No, I was referring to the output DC voltages (+12V, +5V, +3.3V,-5V, and -12V) from the power supply inside the system.  

In addition to my own personal RAID1 of 250GB drives, I also, a different time, lost a RAID5 array of 15K 36GB SCSI drives in a Dell 1600SC server; testing the power supply showed lots of noise and complete dropouts of a few milliseconds duration on the drive connectors' 5V supply pins.  Completely and thoroughly scrambled the servo data on the Hitachi drives.  Meaning they didn't just start showing bad sectors; they started getting seek errors.  The 5V line on the drive connectors was reading an AC RMS of 4V superimposed on the +5V, yielding an effective DC voltage of 4V.  Happened over a period of three weeks, during which time I had a number of mysterious failures (the Hitachi drives were error-correcting so well that by the time they started reporting errors, it was way past too late, and it became impossible for the Hitachi drives to even power up).  I found that the power supply in question, upon investigation, provided the motherboard (where the DC power sensors on that box are) with clean 5V, and the drives were powered from a separate 5V rail, meaning the Dell management system wasn't seeing the power problems.

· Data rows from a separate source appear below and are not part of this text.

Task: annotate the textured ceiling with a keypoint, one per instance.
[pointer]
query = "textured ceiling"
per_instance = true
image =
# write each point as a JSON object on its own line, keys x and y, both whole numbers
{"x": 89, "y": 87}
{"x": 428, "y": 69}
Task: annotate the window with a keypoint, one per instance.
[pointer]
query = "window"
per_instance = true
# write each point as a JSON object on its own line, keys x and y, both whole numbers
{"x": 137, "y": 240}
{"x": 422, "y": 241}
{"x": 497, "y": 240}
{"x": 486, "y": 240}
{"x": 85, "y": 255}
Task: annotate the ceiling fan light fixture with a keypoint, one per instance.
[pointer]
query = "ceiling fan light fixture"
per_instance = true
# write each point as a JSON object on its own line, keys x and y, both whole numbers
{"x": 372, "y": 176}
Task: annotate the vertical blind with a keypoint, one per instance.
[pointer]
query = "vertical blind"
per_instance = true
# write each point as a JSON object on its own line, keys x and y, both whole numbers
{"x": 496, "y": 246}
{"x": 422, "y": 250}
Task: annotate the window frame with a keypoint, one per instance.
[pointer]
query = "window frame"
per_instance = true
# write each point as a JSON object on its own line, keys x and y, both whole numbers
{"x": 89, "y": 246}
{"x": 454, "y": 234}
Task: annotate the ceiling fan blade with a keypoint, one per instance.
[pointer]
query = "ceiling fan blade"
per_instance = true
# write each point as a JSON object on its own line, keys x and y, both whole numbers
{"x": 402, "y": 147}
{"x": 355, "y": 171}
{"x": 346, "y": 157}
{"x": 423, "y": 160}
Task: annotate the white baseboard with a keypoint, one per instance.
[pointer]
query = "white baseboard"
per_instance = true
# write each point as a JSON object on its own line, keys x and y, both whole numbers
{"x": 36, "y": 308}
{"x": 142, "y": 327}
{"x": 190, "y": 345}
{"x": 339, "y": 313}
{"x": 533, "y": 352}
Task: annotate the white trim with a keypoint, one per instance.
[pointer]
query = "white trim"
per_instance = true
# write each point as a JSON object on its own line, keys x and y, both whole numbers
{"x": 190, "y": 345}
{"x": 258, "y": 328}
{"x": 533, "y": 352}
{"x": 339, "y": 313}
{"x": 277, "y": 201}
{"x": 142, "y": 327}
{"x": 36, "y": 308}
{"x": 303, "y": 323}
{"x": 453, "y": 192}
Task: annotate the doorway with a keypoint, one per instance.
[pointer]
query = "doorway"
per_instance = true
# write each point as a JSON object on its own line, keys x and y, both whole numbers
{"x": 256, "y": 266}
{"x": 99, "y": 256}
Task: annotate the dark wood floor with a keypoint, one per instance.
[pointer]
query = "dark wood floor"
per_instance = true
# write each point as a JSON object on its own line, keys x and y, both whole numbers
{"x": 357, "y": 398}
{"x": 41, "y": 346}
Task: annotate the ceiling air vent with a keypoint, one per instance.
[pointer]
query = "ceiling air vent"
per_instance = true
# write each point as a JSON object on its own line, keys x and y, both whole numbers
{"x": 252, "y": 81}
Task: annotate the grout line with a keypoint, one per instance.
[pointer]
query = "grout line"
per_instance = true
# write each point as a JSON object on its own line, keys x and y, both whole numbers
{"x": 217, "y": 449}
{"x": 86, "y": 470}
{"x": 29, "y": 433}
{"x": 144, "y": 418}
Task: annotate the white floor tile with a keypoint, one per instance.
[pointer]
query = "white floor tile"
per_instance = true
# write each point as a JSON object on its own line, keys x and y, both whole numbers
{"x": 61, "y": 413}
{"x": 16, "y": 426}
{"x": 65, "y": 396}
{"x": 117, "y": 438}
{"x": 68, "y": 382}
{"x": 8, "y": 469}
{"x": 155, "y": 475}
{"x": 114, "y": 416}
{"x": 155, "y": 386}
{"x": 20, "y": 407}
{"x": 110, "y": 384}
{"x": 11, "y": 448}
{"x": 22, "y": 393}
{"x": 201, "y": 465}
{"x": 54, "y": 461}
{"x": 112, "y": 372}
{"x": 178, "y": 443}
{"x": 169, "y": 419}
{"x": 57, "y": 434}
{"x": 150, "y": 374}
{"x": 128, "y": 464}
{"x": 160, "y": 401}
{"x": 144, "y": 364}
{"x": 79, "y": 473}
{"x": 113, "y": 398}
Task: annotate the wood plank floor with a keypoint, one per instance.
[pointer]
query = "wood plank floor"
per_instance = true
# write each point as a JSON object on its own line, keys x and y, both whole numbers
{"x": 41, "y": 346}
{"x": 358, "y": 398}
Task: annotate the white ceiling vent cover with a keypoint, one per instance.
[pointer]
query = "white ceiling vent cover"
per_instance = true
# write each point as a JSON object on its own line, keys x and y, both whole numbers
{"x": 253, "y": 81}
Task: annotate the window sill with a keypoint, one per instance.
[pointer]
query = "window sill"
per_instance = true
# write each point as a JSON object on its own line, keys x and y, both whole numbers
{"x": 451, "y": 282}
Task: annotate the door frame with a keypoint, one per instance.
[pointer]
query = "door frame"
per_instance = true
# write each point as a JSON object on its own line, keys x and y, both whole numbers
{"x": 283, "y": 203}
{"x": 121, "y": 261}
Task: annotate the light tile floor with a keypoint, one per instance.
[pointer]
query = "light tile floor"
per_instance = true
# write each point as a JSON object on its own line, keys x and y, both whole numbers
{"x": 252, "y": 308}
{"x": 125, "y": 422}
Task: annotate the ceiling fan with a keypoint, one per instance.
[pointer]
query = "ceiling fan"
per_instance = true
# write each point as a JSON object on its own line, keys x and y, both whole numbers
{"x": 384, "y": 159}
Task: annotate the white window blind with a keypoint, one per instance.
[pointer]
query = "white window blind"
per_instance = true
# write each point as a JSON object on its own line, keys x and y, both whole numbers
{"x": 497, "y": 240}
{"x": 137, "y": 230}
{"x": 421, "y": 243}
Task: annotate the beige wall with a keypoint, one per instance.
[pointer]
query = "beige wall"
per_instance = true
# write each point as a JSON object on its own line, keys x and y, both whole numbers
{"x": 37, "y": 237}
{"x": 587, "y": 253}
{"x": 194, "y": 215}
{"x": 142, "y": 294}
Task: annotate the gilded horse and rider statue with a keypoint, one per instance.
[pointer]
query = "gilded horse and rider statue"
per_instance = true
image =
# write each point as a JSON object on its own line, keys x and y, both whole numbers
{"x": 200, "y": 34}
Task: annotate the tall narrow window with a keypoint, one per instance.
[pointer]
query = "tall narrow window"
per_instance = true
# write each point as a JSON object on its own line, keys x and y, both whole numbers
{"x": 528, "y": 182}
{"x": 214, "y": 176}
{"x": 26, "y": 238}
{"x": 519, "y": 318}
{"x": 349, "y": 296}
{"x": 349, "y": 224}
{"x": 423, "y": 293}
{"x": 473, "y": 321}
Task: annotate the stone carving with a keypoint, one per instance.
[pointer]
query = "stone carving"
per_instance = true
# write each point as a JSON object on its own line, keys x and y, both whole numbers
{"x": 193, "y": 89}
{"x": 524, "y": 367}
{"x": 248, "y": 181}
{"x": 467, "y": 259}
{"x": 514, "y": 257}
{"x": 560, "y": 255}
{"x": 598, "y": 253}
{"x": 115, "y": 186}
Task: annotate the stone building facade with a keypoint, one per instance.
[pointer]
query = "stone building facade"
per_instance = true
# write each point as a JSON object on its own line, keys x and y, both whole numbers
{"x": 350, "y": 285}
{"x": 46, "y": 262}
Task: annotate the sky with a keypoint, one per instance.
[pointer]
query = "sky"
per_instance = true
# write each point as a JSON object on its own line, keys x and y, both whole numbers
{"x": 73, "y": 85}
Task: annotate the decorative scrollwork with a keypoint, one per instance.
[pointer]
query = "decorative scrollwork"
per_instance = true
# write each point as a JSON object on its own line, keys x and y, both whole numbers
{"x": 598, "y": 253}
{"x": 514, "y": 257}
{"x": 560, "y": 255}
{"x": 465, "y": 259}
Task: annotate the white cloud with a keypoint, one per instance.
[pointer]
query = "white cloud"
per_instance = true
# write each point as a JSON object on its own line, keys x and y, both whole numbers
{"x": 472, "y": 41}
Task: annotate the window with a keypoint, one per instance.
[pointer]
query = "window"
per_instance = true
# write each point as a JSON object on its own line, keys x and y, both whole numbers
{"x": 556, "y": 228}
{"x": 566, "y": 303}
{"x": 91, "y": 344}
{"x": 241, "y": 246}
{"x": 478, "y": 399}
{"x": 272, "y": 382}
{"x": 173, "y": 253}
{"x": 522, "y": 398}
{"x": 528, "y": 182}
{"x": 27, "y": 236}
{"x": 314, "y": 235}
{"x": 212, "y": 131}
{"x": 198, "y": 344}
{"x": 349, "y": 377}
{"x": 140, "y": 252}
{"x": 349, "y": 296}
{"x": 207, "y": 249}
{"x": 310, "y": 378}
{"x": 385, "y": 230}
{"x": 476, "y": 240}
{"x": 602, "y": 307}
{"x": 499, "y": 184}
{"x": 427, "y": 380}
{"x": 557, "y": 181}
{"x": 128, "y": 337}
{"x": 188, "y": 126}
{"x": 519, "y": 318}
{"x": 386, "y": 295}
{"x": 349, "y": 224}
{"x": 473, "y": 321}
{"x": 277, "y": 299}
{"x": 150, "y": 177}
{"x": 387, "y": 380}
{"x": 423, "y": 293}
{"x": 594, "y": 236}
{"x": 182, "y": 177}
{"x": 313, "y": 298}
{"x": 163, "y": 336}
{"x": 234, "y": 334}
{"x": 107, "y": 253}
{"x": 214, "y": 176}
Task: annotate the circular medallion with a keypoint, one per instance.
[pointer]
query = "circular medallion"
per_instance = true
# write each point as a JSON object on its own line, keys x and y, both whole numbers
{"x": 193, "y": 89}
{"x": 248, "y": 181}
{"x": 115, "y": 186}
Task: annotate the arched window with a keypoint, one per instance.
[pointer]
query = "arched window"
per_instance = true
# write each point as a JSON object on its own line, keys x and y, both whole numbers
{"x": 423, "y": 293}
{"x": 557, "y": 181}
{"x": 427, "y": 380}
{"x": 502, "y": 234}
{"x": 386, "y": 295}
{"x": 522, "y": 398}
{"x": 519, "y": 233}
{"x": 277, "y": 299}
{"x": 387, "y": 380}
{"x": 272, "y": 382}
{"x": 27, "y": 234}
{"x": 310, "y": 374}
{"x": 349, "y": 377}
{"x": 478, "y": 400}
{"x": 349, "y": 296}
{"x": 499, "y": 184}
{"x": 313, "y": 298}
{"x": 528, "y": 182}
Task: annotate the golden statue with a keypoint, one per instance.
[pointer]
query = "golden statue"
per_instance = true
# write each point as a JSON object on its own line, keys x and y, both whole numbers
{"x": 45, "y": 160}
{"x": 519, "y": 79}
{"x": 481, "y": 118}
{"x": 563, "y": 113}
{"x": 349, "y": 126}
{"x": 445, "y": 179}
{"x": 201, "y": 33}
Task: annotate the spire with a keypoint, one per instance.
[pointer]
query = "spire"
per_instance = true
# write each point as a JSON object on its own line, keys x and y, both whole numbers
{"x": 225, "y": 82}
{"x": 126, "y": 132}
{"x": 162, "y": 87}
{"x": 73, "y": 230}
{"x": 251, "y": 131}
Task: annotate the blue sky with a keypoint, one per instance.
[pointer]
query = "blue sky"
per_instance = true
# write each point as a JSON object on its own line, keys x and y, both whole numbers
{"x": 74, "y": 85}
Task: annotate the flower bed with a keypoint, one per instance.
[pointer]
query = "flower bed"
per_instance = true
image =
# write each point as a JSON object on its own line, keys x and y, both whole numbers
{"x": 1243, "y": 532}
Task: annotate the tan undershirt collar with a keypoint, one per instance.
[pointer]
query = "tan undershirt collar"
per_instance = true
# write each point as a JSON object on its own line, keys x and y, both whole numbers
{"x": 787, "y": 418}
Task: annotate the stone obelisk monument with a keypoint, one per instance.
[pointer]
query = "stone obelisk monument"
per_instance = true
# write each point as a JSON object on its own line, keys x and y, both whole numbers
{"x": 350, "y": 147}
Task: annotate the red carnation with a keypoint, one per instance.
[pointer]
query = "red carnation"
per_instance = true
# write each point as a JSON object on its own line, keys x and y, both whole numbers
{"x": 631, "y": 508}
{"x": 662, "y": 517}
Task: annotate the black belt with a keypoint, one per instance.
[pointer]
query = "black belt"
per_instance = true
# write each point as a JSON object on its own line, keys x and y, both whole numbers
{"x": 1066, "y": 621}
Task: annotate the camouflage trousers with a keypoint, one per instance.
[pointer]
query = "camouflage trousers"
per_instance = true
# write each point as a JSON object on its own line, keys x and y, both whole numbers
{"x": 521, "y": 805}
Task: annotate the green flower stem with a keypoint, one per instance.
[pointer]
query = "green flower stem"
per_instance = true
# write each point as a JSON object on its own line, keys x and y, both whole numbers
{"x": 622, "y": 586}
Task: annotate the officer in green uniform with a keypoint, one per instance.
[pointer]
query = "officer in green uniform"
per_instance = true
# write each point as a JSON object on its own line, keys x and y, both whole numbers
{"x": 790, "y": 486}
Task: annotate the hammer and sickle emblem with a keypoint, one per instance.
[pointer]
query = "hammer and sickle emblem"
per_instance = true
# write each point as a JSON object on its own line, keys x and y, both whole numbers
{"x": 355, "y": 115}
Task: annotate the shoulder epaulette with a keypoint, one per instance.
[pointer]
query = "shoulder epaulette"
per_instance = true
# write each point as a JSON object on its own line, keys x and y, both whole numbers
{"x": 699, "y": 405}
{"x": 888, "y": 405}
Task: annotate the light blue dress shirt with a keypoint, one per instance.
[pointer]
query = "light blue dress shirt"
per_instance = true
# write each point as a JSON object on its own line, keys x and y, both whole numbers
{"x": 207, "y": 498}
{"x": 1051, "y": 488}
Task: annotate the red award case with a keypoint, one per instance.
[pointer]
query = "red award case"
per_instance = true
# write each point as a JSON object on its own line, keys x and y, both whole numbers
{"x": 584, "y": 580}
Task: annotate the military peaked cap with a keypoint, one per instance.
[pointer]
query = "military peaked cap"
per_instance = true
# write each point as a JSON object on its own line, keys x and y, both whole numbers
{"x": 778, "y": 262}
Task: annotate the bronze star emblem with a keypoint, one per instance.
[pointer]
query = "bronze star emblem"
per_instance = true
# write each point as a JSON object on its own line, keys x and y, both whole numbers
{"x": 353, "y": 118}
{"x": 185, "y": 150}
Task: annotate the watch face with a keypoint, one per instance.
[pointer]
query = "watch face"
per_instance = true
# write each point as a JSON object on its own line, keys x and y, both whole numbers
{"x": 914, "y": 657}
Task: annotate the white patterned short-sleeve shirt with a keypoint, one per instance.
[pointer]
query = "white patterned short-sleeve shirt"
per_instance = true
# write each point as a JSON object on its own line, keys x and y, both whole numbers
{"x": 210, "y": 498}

A simple power supply tester with a built-in meter can be bought for less than $20; a more thorough power analyzer will run more than that.  But even the simple one caught the failing Dell 1600SC supply.  It took an oscilloscope to test the Antec in my personal box; turned out it was a cold solder joint in the Antec.  A new power supply is less expensive than the equivalent labor it took to fix the Antec.  I keep a known good 500W ATX 12V server-grade (8 pin 12V plug with adapters, and 24-pin ATX plug with 20-pin adapter) around for testing; that's one of the very first things I check when a PC is brought in that is flaky.  (The very first thing is the dust accumulation, and the second thing is the heatsink compound).

One of the first things I do on any CentOS system I put together is install lm_sensors and gkrellm (gkrellm from a third-party repo).  I then enable all the motherboard sensors that are available in the gkrellm plugins, and run it (either local GUI or through ssh X forwarding to my central monitoring PC).  On supermicro boards I install SuperODoctor for Linux, available on the supermicro site.  The GUI runs well (there are some odd dependencies, however) and will e-mail you on alarm conditions that you can set.  These include fan RPM, temperatures, and voltages.  The CLI program isn't quite so sophisticated, but it can be run periodically and the result sent by e-mail for health checks.

Drives that are having trouble will show up with high iowaits; run iostat (from the sysstat package) and look at the await result.  Long awaits mean the drive is having trouble (or it has firmware issues like WD's EARS and EADS drives have in RAID configurations).